Terenzio insegna che il primo atto di cura è l’ascolto. Non serve avere soluzioni pronte o “risolvere” la vita degli altri con formule magiche. A volte, basta essere quel vicino che non si volta dall’altra parte, che accetta di restare accanto all’altro mentre questi mette a nudo le proprie ferite. Menedemo si sblocca perché sente che, per Cremete, lui non è un estraneo da giudicare, ma un altro uomo che ha commesso un errore terribilmente umano.

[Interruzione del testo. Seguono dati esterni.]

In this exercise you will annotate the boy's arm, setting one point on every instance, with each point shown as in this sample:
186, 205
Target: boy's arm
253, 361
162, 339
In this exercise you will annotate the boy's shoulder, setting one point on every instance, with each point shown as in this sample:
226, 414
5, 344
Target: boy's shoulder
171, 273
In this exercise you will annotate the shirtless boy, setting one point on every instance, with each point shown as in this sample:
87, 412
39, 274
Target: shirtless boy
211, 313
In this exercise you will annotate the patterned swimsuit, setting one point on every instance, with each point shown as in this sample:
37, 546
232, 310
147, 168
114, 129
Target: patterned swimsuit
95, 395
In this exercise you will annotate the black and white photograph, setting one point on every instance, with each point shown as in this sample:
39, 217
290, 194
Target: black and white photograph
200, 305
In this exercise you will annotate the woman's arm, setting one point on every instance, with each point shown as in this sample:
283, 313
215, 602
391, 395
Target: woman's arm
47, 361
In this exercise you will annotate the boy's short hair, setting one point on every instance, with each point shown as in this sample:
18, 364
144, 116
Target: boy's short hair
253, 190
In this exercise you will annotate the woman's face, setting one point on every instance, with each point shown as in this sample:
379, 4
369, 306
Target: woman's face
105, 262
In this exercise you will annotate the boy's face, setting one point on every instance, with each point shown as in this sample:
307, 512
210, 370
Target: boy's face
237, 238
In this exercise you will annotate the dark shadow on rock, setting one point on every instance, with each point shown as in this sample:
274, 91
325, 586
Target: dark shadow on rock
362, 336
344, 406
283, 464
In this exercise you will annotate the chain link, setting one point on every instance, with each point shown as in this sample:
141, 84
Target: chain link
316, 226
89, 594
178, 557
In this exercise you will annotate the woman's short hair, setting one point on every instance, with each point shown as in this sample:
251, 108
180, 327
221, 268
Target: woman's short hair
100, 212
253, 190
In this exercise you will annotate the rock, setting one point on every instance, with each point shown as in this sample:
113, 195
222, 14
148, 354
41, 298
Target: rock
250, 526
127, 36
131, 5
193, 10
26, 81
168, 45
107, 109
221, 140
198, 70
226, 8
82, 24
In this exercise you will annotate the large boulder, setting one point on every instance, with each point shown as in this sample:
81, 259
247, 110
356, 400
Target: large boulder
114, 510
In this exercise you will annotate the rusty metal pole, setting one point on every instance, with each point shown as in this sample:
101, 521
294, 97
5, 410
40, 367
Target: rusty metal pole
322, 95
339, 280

Quando il dovere per l’altro rende migliori
È affascinante ricordare che Terenzio scrisse queste parole dopo essere arrivato a Roma come schiavo dall’Africa. Prima di diventare uno degli autori più raffinati del teatro latino, aveva conosciuto la condizione di chi viene comprato, venduto, trattato come una cosa. Forse è proprio da quella esperienza che nasce la sua esigenza di affermare che nessun essere umano può essere considerato un estraneo, un oggetto, una presenza irrilevante.
Quando Terenzio mette in bocca a Cremete la frase “Homo sum, humani nihil a me alienum puto”, sta difendendo la dignità umana. Afferma che nessun uomo è una merce, nessuna vita è periferica, nessuna sofferenza può essere archiviata come un fatto che non ci riguarda.
Prendersi cura degli altri non è un gesto accessorio della buona educazione. Non è un optional morale. È la condizione necessaria per restare umani. È ciò che impedisce alla società di diventare una somma di solitudini che convivono nel disinteresse degli uni per gli altri.
La prossima volta che si sarà tentati di dire “non sono fatti miei o nostri”, vale la pena ricordare il gesto di Cremete, deporre gli attrezzi dell’indifferenza, e spingersi ad ascoltare l’altro per offrire la possibilità di poter tirare fuori il male che vive dentro.
Perché è solo così che il dolore smette di essere una condanna al silenzio e torna a essere una storia che chiede, semplicemente, di non essere lasciata sola.